У него вырвался беспокойный вздох. Поппея поднесла к его губам кубок.
— Пей. Со мной ты в безопасности.
Он стал жадно пить.
— Не оставляй меня, любимая. Никогда не покидай меня. Кому, кроме тебя, могу я довериться? Как ты думаешь, не издевался ли надо мной Лукан, когда обвинил свою мать? Вздумал меня уязвить? Но у кого из людей была такая мать, как у меня? — Он закрыл лицо покрывалом и застонал. — Она свела меня с ума. Гнусная женщина. Мне пришлось первым нанести удар. — Он снова застонал. — Я слышу запах граната. Ты знаешь, как я их ненавижу. Может быть, ты ела гранат?
— Нет, нет, — ответила она, поглаживая его.
— Жаль, что мне не удалось ее утопить, — проговорил он про себя. — Я ненавижу кровь. Ее посиневший раздутый труп в тине среди корней водяных лилий. Такой она мне видится. Как ты думаешь, был Фений Руф ее любовником или это был Субрий Флавий? — Нерон вздрогнул. — Ужасный человек. Почему я не могу заслужить преданность таких людей? Я отдал бы все на свете, чтобы расположить их к себе. Лукан был глупец, но я жалею его.
— Он заслужил смерть.
— Вдвойне. Но как ты думаешь, он и впрямь хотел меня уязвить? Напрасно я присудил его к такой легкой смерти.
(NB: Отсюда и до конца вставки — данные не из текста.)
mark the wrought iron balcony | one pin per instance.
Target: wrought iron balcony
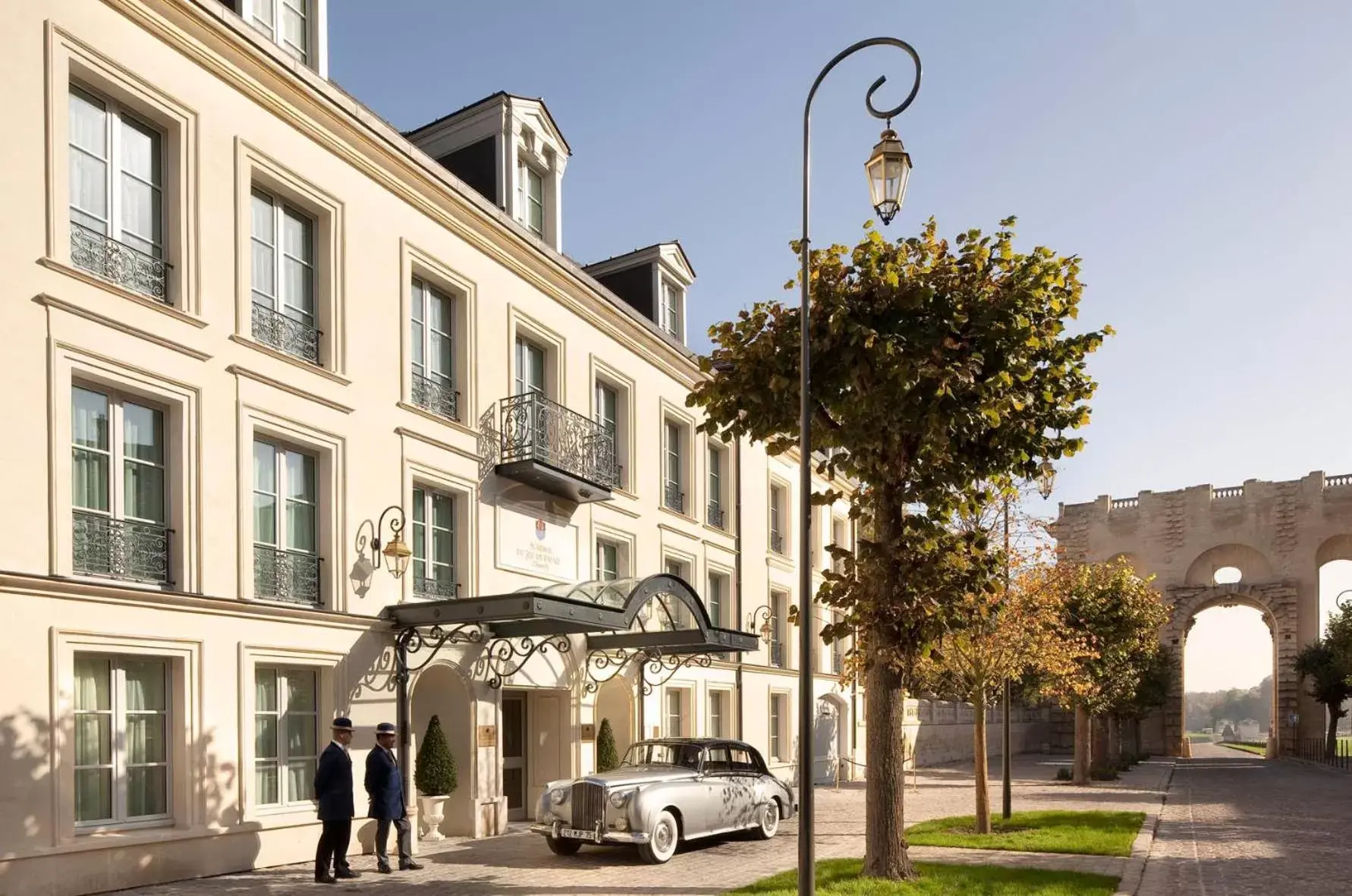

Он был хуже всех. Как я раньше любил его! — Он покачал головой. — Неблагодарность, черная неблагодарность. — Он приподнялся на локте и прижался лицом к ее груди. — Почему в них нет молока? Мне всегда хочется, чтобы из женских грудей, когда я к ним прикасаюсь, текло молоко. Какая польза от всемогущества, если я не могу сделать даже такой простой вещи? Мне хочется, чтобы земля текла молоком, маслом и медом. — Он облизнул губы. — Чтобы они повсюду били фонтанами. Хочу быть новым Дионисом. Ударить в землю тирсом, чтобы из нее хлынули животворные соки. Тогда меня благословит народ. — Он рванул ее платье и уставился на ее груди. — Надо найти способ это осуществить. — Он откинулся навзничь. — Да, нам нужны деньги. Значит, Сенат не хочет со мной примириться, да? Тогда я сокрушу его! — Поппея снова подала ему вино. — Я не сдамся. Мир нуждается в музыке, а не в войнах и убийствах. Я пробовал прекратить бойню в цирках и заинтересовать народ атлетикой и искусством. Но никто не захотел искусства. Как цивилизовать римлян? Город черни и ростовщиков. Все это я обдумал. Искусство — это новый путь, на котором император может обрести гармонию с народом, новая форма правления. Мой Золотой Дворец будет воплощением моей мечты. Человек, пребывающий в единении с природой и в то же время царственно самодовлеющий. Земля, текущая молоком и маслом, и вечно расширяющиеся горизонты чистой красоты. Когда я буду жить в Золотом Дворце, я наконец стану вполне человечным, первым человеком новой расы, и все люди будут стараться мне подражать. — Он ударил себя по лбу. — Но удастся ли мне сломить сопротивление? Сколько людей меня ненавидят!
— Ты уже столько совершил, — шепнула она. — Ты осуществишь все, о чем мечтаешь. Видел ли когда-нибудь мир такого правителя? — Она закашлялась.